日本の空手稽古、追い突き

空手道とは


空手とは、運動文化の一つです。武士道を兼ね備え、日々の稽古において、心・技・体、三位一体となった成長を目指します。
日本伝統の「武道」である空手は、剣道や柔道と同様に世界的に広がりを見せ続け、現在では、日本国内の空手人口は300万人に達し、海外では165ヶ国が世界空手道連盟に加盟、その会員数は4千万を越えています。

日本空手松涛連盟 (JKS)


空手は大きく伝統空手とフルコンタクト系の2つに分かれます。私たちJKSは、伝統派空手の《全日本空手道連盟四大流派》といわれる松涛館流、剛柔流、糸東流、和道流のうち、松涛館流に属します。
松涛連盟は、国内の約200支部が加盟し6000人超の会員がおります。さらに海外でも欧州を中心に約60ヶ国の支部が加盟し、その輪はさらに広がり続けています。

日本空手松涛連盟の理念


「空手道」とは、人間が正しく生きてゆく為の「人格」を学ぶ武道です。
その真髄は稽古を通じて心・技・体の3つが一体となり、成長を目指す所にあります。
つまり、力や技の優劣を競う事だけではなく、空手道を通じて老若男女がお互いに尊重しあえる「人」として、
日々稽古を重ねていくと言う事であります。

日本空手松涛連盟では、技能の程度や目的に応じた指導を行い、
新たなる理想である「生涯空手」を掲げて、空手道が幅広い年齢層へ普及・発展し、社会全体の利益となるように目指しております。

空手道はわたしたちのなにを変えるか


空手道の稽古は、全身をつかいます。
突きや蹴りも手先、足先だけでは技の体をなさず、全身の力をつかいきって初めて速度と威力を発揮することができます。
自分の身体を指先からつま先まで統御できないと、満足に突くことも、蹴ることもできないともいえます。
「基本、組手、形」という3つの「課題」をまんべんなく学ぶのは、自分の身体能力を自覚し、よりよく開発してゆくためでもあります。

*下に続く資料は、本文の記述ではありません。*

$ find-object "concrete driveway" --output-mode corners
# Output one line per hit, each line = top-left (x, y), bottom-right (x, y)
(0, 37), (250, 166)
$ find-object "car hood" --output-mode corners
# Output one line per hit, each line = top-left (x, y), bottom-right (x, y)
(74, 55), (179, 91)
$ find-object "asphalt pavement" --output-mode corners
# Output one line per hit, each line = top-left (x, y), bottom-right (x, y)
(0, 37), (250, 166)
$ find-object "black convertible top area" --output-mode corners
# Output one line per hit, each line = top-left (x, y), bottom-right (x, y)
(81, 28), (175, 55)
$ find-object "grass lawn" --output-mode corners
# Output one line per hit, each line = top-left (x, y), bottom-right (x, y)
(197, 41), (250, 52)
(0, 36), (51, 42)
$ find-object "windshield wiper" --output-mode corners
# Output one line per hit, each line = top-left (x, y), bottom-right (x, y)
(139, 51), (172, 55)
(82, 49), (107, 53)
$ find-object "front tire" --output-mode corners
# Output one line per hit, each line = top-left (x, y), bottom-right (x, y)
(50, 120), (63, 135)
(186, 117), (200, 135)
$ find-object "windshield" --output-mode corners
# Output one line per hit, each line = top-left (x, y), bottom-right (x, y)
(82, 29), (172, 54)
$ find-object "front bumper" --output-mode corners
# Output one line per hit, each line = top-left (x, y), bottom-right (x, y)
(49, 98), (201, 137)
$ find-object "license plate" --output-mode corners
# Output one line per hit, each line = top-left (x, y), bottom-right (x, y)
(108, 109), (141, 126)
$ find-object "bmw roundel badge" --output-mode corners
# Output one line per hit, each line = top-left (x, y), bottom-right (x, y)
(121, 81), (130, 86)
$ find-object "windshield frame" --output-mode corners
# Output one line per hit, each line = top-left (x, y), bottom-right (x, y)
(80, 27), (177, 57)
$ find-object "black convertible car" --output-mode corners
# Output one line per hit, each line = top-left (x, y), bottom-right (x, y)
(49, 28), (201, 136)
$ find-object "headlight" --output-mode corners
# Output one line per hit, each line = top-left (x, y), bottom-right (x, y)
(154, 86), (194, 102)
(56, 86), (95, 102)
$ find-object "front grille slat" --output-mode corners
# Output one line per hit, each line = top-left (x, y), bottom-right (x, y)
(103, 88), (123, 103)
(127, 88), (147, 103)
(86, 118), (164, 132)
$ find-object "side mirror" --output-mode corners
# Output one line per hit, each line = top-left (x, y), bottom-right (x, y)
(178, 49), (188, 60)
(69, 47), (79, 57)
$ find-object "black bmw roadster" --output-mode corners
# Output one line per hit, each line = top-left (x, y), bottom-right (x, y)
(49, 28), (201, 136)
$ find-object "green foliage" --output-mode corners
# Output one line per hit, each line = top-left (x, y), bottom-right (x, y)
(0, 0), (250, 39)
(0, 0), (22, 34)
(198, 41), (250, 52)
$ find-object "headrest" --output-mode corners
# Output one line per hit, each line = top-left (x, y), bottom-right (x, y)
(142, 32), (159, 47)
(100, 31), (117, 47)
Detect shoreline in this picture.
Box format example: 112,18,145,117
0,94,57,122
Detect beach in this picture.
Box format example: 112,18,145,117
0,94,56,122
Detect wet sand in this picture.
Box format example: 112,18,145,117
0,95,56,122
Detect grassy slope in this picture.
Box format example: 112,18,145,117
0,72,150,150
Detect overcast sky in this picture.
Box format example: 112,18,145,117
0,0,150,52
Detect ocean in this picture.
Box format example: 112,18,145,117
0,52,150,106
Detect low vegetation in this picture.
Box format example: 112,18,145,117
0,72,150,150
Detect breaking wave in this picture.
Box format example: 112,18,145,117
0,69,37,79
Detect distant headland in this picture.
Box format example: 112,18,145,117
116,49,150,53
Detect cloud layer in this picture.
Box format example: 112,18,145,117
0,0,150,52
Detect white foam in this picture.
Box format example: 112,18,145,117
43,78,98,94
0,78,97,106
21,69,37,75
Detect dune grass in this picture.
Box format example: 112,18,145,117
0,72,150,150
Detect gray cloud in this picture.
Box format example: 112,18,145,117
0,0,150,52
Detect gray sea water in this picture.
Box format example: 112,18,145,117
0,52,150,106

自分を知ることは、稽古のみならず、あらゆることに通じる学びの必須前提です。
稽古はおのずと、自らを成長させる「機会」となります。

その意味でも空手道は、体力や能力、性別、年齢にかかわりなく、だれにでも門戸を開いています。


空手道をはじめることは、日々の生活に武道をとり込むことを意味します。

道場ではじめに教わることは礼です。礼によって稽古ははじまり、礼によって終わります。
稽古と礼節は一体です。礼は、師匠やともに学ぶ仲間への敬意でもあり、一期一会の学びの時間をその都度意識する一種の「節目」です。「礼節」ともいう所以です。

つまり稽古をはじめるのは、生活に「節」をつくることでもあるのです。


竹をイメージしてください。
積雪をはじき返すしなやかな強さは、あの節によってもたらされています。

空手道をはじめると、当然、これまでの日常に稽古の時間が加わります。かぎられた稽古の時間は、日常と仕切られた非日常ではなく、自己の可能性を伸ばし、仕事や学業を活かすための「節」だと思ってください。

高度化した情報社会では、だれしもが自分の根をさがしあぐね、さまざまな圧力にさらされ、圧迫されながら生きています。ときに押しつぶされそうになることもあるでしょう。

節を持つことで人生は、かんたんには折れにくいものとなる。

そうわたしたちは信じています。